Since the government lifted its ban on voluntary testing and gave persons with minor symptoms permission to test themselves and recover at home, the authorities claim that the government is no longer able to present an accurate picture of the current situation of the most recent epidemic.
The National Health Commission announced 10,681 new domestic cases on Sunday, increasing the total number of verified cases across the country to 482,057. In the past twenty-four hours, there were reportedly reports of three further deaths, bringing the total number of fatalities to 5,267.
The statistics are a fraction of those that have been reported by the United States, which has placed its death toll at more than 1 million among roughly 101 million cases.
However, they are far lower than the projections that have been made public by a number of municipal governments. On Tuesday, the eastern province of Zhejiang announced that it was receiving almost one million new cases of the disease each day.
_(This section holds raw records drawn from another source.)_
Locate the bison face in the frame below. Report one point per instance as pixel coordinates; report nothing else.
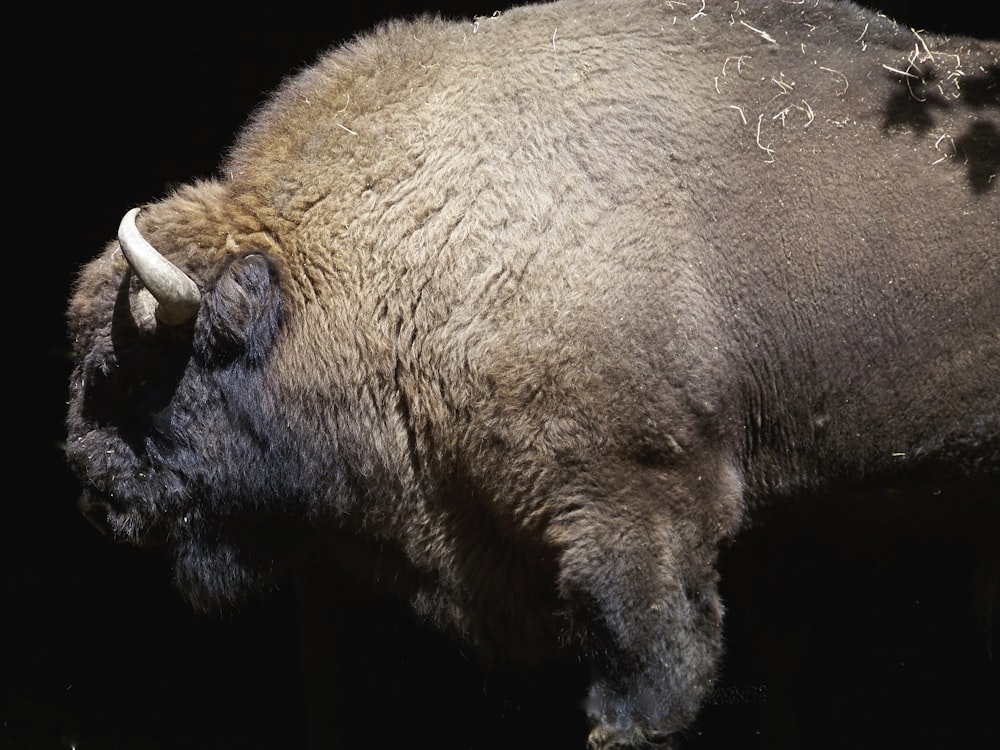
(170, 428)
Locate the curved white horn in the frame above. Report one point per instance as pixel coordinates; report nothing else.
(177, 294)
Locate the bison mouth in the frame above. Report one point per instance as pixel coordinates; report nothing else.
(129, 521)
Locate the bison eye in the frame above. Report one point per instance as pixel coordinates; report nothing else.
(130, 386)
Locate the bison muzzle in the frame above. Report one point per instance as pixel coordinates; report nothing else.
(521, 319)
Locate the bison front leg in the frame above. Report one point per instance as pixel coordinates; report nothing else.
(639, 580)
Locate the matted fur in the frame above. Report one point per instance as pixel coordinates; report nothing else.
(522, 317)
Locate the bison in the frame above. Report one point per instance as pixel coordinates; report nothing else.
(520, 320)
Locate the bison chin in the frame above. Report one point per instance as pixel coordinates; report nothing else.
(134, 522)
(219, 577)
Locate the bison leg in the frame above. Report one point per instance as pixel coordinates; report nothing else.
(639, 581)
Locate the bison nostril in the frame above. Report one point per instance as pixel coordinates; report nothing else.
(94, 510)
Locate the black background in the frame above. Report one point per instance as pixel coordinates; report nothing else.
(876, 646)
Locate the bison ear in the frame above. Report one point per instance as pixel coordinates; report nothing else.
(239, 317)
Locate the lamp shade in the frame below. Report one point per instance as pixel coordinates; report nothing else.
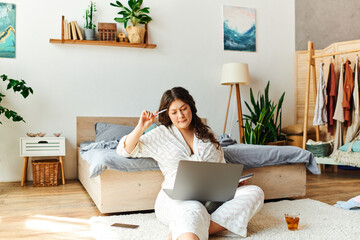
(235, 73)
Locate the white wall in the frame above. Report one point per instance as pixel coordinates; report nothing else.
(80, 80)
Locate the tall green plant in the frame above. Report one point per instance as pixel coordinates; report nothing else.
(17, 86)
(89, 13)
(135, 14)
(263, 125)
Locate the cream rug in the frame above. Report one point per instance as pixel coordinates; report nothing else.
(317, 221)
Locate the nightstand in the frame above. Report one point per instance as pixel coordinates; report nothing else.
(42, 147)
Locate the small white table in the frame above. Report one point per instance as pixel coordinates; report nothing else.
(42, 147)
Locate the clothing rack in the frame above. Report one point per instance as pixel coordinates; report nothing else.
(311, 69)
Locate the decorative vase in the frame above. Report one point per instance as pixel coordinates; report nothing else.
(89, 34)
(135, 34)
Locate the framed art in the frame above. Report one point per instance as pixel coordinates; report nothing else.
(7, 30)
(239, 28)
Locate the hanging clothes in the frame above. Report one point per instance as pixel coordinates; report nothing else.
(355, 118)
(331, 96)
(348, 90)
(320, 114)
(339, 112)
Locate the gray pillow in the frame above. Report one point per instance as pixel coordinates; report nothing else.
(111, 132)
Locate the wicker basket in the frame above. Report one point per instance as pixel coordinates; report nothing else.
(321, 150)
(45, 172)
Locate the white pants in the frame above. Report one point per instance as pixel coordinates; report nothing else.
(192, 216)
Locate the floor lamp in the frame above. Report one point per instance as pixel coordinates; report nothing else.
(235, 74)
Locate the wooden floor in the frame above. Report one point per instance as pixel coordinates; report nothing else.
(63, 212)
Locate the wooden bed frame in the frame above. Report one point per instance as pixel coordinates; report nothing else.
(116, 191)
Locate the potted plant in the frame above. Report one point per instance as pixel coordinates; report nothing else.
(263, 125)
(136, 15)
(17, 86)
(89, 26)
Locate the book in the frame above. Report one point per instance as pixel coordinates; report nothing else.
(78, 31)
(69, 31)
(73, 30)
(66, 35)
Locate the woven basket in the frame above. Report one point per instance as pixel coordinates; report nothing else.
(321, 150)
(45, 173)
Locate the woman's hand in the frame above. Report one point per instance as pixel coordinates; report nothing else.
(146, 119)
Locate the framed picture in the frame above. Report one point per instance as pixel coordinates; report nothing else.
(7, 30)
(239, 28)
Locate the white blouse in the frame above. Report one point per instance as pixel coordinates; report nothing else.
(167, 146)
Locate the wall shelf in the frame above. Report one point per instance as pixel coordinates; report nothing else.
(103, 43)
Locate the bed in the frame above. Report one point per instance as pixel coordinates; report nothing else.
(117, 191)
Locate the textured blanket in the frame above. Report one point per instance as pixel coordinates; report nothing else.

China has claimed that the testing requirements that are being imposed by other governments, most notably Germany and Sweden, are not based on science and has vowed to take unspecified retaliatory action. Germany and Sweden were the most recent countries to do so. The organization’s representatives have stated that the issue is under control and have refuted allegations that there has been a lack of preparedness for the reopening.
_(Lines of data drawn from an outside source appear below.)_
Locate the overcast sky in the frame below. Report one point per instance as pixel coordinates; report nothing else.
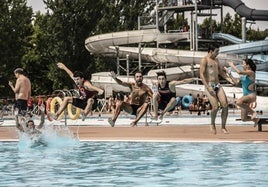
(254, 4)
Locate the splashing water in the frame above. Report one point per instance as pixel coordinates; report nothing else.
(51, 137)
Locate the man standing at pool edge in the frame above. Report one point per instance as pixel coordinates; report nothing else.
(138, 103)
(210, 69)
(22, 91)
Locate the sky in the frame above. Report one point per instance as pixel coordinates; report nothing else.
(254, 4)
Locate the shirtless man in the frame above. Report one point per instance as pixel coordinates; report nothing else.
(29, 127)
(210, 69)
(22, 91)
(164, 97)
(87, 100)
(138, 103)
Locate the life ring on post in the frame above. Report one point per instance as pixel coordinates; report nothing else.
(253, 105)
(70, 112)
(186, 101)
(54, 105)
(48, 101)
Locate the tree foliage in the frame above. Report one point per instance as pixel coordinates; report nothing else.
(36, 42)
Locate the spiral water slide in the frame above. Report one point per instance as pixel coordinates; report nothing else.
(115, 43)
(249, 14)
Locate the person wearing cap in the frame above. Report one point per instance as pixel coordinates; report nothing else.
(22, 90)
(26, 124)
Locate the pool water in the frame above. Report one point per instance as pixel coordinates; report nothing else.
(73, 163)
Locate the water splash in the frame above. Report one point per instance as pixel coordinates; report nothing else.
(51, 137)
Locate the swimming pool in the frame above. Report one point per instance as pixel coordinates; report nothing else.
(134, 164)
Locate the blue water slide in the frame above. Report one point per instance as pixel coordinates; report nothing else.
(228, 37)
(243, 10)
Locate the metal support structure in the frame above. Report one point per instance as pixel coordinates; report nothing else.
(117, 61)
(195, 26)
(127, 61)
(244, 21)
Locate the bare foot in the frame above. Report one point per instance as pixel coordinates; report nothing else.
(154, 118)
(52, 115)
(160, 117)
(133, 124)
(224, 131)
(83, 116)
(256, 121)
(111, 122)
(254, 115)
(213, 129)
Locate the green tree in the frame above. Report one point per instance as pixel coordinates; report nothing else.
(15, 29)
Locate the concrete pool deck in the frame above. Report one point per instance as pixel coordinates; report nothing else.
(182, 128)
(182, 133)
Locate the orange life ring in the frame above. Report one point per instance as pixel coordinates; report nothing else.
(70, 112)
(48, 101)
(54, 102)
(253, 105)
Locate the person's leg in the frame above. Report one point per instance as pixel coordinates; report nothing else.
(140, 112)
(171, 105)
(214, 109)
(224, 104)
(244, 115)
(244, 102)
(156, 98)
(120, 105)
(88, 108)
(63, 106)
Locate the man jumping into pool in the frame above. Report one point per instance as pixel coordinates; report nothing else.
(210, 69)
(138, 103)
(164, 97)
(87, 100)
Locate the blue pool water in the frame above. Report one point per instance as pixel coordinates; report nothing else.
(72, 163)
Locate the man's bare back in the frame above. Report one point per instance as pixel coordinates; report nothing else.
(24, 88)
(211, 70)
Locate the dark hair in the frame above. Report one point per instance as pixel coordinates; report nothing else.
(161, 73)
(27, 124)
(78, 74)
(137, 72)
(19, 71)
(212, 48)
(251, 64)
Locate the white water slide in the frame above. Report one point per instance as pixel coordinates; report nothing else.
(113, 43)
The genetic sequencing of the virus is what is used to identify any variants that may occur during an outbreak.
Since the beginning of the pandemic, China has provided GISAID, which is a worldwide platform for coronavirus data, with a total of 4,144 sequences. That is only 0.04% of the total number of cases that have been recorded, which is a rate that is more than 100 times lower than that of the United States and nearly four times lower than that of Mongolia, which is a nearby country.
In the meantime, Hong Kong is making preparations to reopen some of its border crossings with mainland China on Sunday. This would allow tens of thousands of people to cross the border each day without having to go through quarantine.
The semi-autonomous city in southern China has been severely impacted by the virus, which has resulted in the majority of its land and sea border controls with the mainland being closed for over three years. In spite of the danger, it is anticipated that the reopening would provide the retail and tourist industries in Hong Kong the much-needed boost they require.